Gerald Meixiong knows a thing or two about competition.
The 17-year-old has been testing his intellectual skills as a member of the Math Team, the Science Olympiad team and the Science Bowl team since his freshman year at Lakeside High School.
He’s been a contender in just about everything he pursues, taking home medals as a member of Lakeside’s swimming team. He even earned the title of 2013 Male Athlete of the Year in February at the CSRA Swimming and Diving Championships.
But now the high school senior is playing for a national title.
Next month, Meixiong will travel to Washington, D.C. to present his biochemistry research project in the national finals of the Siemens Competition in Math, Science & Technology, the nation’s premier research competition for high school students.
The winner could take away a $100,000 prize and offers from the nation’s top research universities. Meixiong will be among an elite six high school students whittled down from 2,440 who registered for this year’s competition and a total of 1,599 projects that were submitted for consideration.
This past weekend, he came out on top among 100 regional finalists who competed at Georgia Institute of Technology. The entries were judged by some of Georgia Tech’s leading scientists and researchers and announced at a banquet Saturday night, Meixiong said.

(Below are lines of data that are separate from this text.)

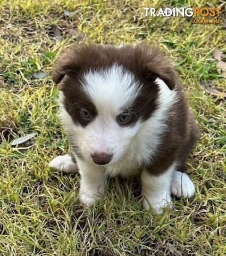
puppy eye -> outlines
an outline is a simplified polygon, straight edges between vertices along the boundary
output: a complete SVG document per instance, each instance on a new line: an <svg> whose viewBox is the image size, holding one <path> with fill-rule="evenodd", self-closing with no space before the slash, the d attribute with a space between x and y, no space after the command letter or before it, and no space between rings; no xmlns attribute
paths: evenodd
<svg viewBox="0 0 226 256"><path fill-rule="evenodd" d="M131 118L131 115L128 112L121 114L118 117L118 122L121 124L124 124L128 123Z"/></svg>
<svg viewBox="0 0 226 256"><path fill-rule="evenodd" d="M81 116L85 119L90 119L91 117L91 114L87 109L85 108L82 108L80 110Z"/></svg>

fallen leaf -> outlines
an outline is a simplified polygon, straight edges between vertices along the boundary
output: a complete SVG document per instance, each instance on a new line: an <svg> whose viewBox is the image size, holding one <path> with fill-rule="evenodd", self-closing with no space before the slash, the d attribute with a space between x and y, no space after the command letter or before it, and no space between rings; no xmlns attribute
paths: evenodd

“I was pretty surprised,” he said. “I didn’t think I did extremely well in my Q & A session.”
Meixong’s father, Dr. Lin Mei, a research scientist at Georgia Regents University, said his son was quite pessimistic about his chances after his question and answer session with the Georgia Tech faculty members.

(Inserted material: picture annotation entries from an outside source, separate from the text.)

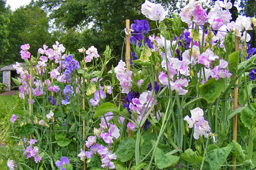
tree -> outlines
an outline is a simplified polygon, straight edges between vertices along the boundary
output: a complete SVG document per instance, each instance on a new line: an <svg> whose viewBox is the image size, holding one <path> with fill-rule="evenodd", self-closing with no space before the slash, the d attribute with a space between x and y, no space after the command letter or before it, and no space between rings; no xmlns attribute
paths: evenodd
<svg viewBox="0 0 256 170"><path fill-rule="evenodd" d="M5 8L5 1L0 0L0 63L1 65L3 64L4 54L9 46L8 31L7 28L7 25L9 22L8 18L9 12L8 9L8 8Z"/></svg>
<svg viewBox="0 0 256 170"><path fill-rule="evenodd" d="M177 1L155 1L169 6L169 12L177 9ZM70 29L79 31L82 36L79 39L83 41L78 43L85 48L94 45L100 53L104 51L106 45L110 45L113 53L121 54L124 40L120 32L125 28L125 20L129 19L132 24L133 20L145 19L140 12L141 5L145 0L40 0L39 2L46 11L51 12L50 17L55 19L56 25L65 30L63 32L70 32ZM152 22L155 24L153 21ZM71 49L68 47L67 50Z"/></svg>
<svg viewBox="0 0 256 170"><path fill-rule="evenodd" d="M46 12L34 4L17 9L9 18L10 22L7 27L9 47L5 53L5 64L22 61L20 54L22 44L29 44L30 52L36 56L38 48L43 44L50 45L55 42L49 32L50 19Z"/></svg>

Mei said there was a long wait between the end of the competition and the awards banquet that night.
“He had a good, long few hours of depression and anxiety,” Mei said. “Based on their presentations, every kid was so perfect. Every kid thought the others had won.”
Meixiong’s project, titled “Cell-Cycle Regulated Membrane Association of NuMA: A Novel Pathway for Efficient Chromosome Segregation,” won first in the region and a $3,000 individual scholarship. The project focused on the role of the NuMA protein in cell division or mitosis. “By studying how and why chromosomes are pulled towards opposite ends, Gerald discovered a novel mechanism for efficient chromosome segregation,” according to the Seimens foundation press release.
Meixiong said the research, supervised under his mentor, Dr. Quansheng Du at Georgia Regents University, showed the protein had an important effect on regulating how fast cells divide and reproduce. He said they used a mutated version of the protein to slow down cell division, which was a breakthrough that other researchers had not established.
“The first results we obtained were quite unexpected, so we were encouraged to study the forces of mitosis even more,” he said.
Meixiong said the project results could have implications for medical researchers seeking to slow the growth of cancerous tumors, among other purposes.
Meixiong has high hopes for the national competition. Winning would be ideal, but placing third or better would let him outshine his older brother, James, in at least one area.
James Meixoing, who graduated from Lakeside in 2009, also won the Seimens regional round and placed fourth in the national finals in 2008. He recently graduated from Harvard and is pursuing an advanced degree at Johns Hopkins University, his brother said.
“Our family has high expectations,” he said. “It can be pretty tough living in the shadow of your older brother.”
His father agreed that Gerald had a difficult role model to emmulate. Mei said his younger son was encouraged to pursue similar interests as his brother, almost by default.
His wife, Wen Cheng Xiong, also is a GRU researcher. Since they both have demanding schedules at work, it was difficult to take the boys to different activities. Luckily, Gerald actually enjoyed most of the same things as James.
“He aims very high, too,” said Mei, acknowledging the brotherly competition the two share in academic and athletic pursuits.
Gerald Meixiong, who is currently dual-enrolled at GRU, has applied for acceptance at Harvard and Georgia Tech, but is keeping his long term options open.
“I’m not quite exactly set on a major or college yet,” he said. “I’m considering computer science or biology.”